Rate limit Already 30/min/IP. If you see abuse, drop to 10/min in api/main.py's @limiter.limit decorator and fly deploy
CORS Only the Fly subdomain in production. If you remove the localhost dev origin from the Fly secret, dev still works locally because your .env has its own value
Healthcheck grace fly.toml already gives 30 s for cold-start. If you see flapping, bump to 60 s
Auto-stop Already on (auto_stop_machines = "stop").

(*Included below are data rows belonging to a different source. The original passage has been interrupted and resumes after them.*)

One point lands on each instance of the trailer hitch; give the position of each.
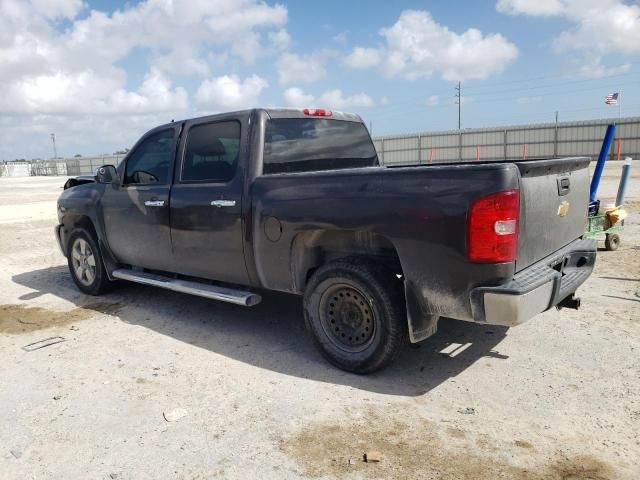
(571, 301)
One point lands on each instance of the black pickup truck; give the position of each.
(228, 205)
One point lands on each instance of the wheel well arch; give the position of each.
(313, 248)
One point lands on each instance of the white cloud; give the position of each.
(529, 7)
(293, 68)
(229, 92)
(418, 46)
(433, 100)
(61, 64)
(362, 57)
(599, 26)
(595, 69)
(336, 99)
(296, 97)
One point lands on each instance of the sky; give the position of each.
(100, 73)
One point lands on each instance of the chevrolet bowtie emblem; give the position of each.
(563, 208)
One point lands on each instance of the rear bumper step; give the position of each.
(213, 292)
(548, 283)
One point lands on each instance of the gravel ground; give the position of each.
(557, 398)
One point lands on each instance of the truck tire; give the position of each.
(612, 241)
(354, 310)
(85, 263)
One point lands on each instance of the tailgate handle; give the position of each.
(563, 185)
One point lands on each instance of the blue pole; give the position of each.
(622, 189)
(604, 152)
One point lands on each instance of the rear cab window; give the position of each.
(212, 152)
(316, 144)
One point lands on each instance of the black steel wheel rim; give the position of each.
(347, 318)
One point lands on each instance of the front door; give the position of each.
(136, 211)
(206, 201)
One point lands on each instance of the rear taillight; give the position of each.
(317, 112)
(492, 228)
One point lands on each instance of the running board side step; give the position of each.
(214, 292)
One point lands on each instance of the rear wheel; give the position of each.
(354, 310)
(85, 263)
(612, 241)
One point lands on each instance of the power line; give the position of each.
(492, 95)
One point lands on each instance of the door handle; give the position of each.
(223, 203)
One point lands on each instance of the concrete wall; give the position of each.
(507, 143)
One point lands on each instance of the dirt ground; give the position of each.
(555, 398)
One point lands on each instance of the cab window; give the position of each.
(211, 153)
(149, 163)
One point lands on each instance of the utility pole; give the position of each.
(458, 97)
(55, 152)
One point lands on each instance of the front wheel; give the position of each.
(85, 263)
(612, 241)
(354, 310)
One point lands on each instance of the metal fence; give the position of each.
(535, 141)
(89, 165)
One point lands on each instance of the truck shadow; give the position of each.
(272, 334)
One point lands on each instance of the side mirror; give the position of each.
(107, 174)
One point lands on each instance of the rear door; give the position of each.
(206, 200)
(554, 197)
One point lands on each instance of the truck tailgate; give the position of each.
(554, 197)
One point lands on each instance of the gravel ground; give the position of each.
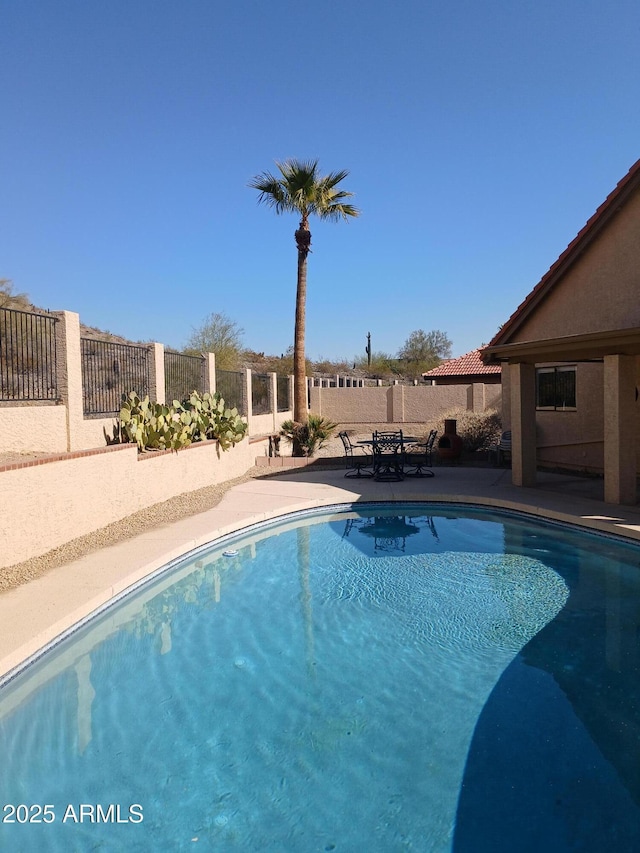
(175, 509)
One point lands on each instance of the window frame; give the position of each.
(556, 404)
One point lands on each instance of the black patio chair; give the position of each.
(418, 457)
(358, 460)
(388, 455)
(501, 451)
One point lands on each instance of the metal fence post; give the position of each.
(157, 384)
(210, 372)
(248, 392)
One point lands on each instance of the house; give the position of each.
(570, 354)
(463, 370)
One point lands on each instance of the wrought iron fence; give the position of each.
(260, 394)
(282, 392)
(231, 386)
(182, 375)
(27, 356)
(110, 370)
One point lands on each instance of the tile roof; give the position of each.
(465, 365)
(624, 189)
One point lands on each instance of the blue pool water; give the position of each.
(400, 677)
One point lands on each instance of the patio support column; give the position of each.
(619, 429)
(523, 424)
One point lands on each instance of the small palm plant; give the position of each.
(309, 437)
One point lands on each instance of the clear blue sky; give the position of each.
(479, 138)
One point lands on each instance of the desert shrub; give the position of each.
(478, 430)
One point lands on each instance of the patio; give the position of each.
(35, 613)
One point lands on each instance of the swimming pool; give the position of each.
(392, 677)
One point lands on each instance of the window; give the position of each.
(556, 388)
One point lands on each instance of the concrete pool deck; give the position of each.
(34, 614)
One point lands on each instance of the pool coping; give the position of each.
(34, 615)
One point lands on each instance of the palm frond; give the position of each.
(300, 189)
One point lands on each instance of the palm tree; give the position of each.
(300, 189)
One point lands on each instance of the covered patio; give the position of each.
(583, 318)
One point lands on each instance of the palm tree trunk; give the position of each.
(300, 408)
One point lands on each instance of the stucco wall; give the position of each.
(44, 505)
(401, 403)
(33, 429)
(573, 439)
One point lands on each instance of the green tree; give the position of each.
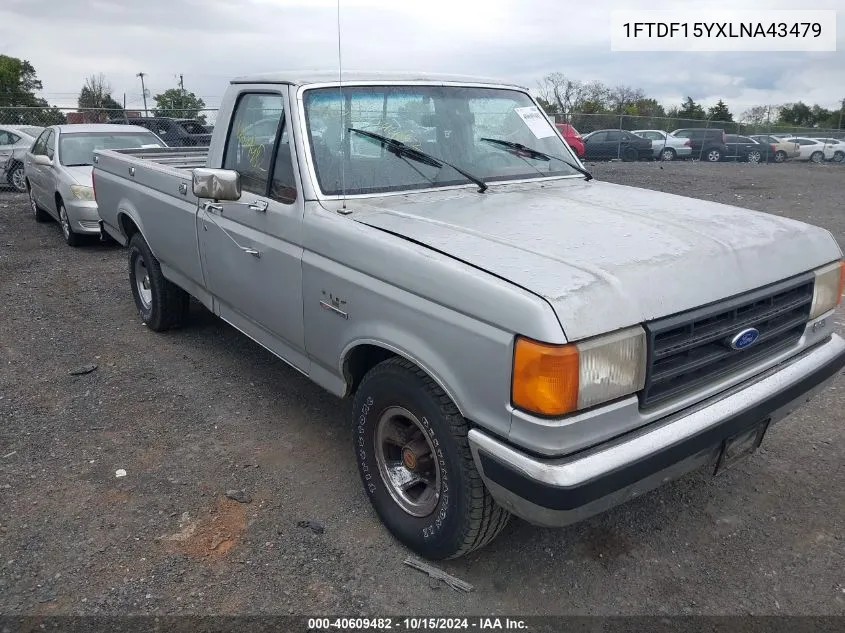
(720, 112)
(96, 101)
(690, 110)
(18, 102)
(180, 104)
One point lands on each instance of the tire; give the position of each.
(455, 514)
(630, 154)
(71, 238)
(713, 155)
(17, 178)
(162, 304)
(40, 214)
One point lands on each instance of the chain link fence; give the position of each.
(586, 123)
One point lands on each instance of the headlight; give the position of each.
(827, 290)
(557, 379)
(81, 192)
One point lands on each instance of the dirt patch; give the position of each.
(211, 535)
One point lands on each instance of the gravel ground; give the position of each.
(201, 411)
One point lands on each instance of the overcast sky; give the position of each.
(209, 41)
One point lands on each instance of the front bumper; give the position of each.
(83, 216)
(556, 492)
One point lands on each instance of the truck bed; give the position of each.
(152, 189)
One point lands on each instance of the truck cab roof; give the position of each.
(305, 77)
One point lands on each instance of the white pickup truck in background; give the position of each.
(515, 336)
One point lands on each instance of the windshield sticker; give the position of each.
(535, 121)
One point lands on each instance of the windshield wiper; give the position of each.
(401, 150)
(533, 153)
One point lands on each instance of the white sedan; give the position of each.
(838, 146)
(811, 149)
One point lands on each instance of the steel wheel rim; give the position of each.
(18, 180)
(64, 222)
(407, 461)
(142, 283)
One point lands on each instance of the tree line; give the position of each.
(20, 104)
(559, 94)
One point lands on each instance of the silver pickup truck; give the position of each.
(515, 337)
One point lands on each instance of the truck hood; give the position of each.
(606, 256)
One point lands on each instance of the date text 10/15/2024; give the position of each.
(417, 624)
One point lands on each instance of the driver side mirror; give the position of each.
(217, 184)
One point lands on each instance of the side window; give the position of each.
(251, 137)
(51, 145)
(7, 138)
(283, 186)
(40, 145)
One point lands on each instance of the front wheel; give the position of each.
(161, 303)
(714, 155)
(416, 466)
(17, 178)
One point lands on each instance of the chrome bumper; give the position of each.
(556, 492)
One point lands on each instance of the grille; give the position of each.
(690, 349)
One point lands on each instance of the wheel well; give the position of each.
(127, 226)
(361, 360)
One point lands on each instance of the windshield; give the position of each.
(193, 127)
(77, 148)
(447, 123)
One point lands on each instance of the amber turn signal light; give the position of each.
(545, 377)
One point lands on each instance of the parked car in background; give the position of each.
(57, 172)
(838, 146)
(746, 149)
(174, 132)
(665, 146)
(572, 138)
(707, 143)
(812, 150)
(15, 141)
(605, 144)
(780, 150)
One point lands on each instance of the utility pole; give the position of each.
(143, 91)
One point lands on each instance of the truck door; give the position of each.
(251, 249)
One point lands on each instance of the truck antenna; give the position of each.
(342, 106)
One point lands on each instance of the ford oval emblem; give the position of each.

Verify with fly status β€” idle machines should report stopped

8. Day-2 ops cheatsheet

fly status                       # which machines are running
fly logs                         # tail combined logs
fly logs --instance <id>         # one machine
fly ssh console                  # shell into a running instance
fly secrets list                 # what's set (values not shown)
fly secrets unset SOME_KEY       # remove
fly scale memory 4096            # bump RAM if rerank latency is bad
fly scale count 2                # add a second machine for redundancy
fly apps destroy rag-psych-<...> # nuke everything (careful)

9. Things you'll feel in production that you don't on localhost

  • First request is slow (5–10 s) when the machine just woke from auto-stop. Subsequent requests in the same minute are fast.
  • Latency floor is higher because every request crosses the public internet (Fly ↔ Neon) instead of localhost. Expect ~2Γ— the times shown in eval/results/*.json.
  • Anthropic costs scale with usage. A naive demo URL hit by 100 curious visitors at 5 queries each = ~$2 of Haiku tokens. Spend cap protects you.
  • No DSM in answers. If a query that worked locally suddenly returns the refusal string in production, you're hitting the DSM-shaped hole in the public corpus β€” that's expected.

Why not Fly Postgres?

Fly's managed Postgres is fine but you'd have to install pgvector via a custom Postgres image and manage it yourself, then pay $5/mo for the smallest instance. Neon's free tier is functionally equivalent for our scale (~30K chunks) and has zero setup beyond toggling the extension.

If you want everything inside Fly's network later (lower latency, fewer external dependencies), swap DATABASE_URL to a Fly Postgres endpoint and re-run step 6. The application code doesn't care.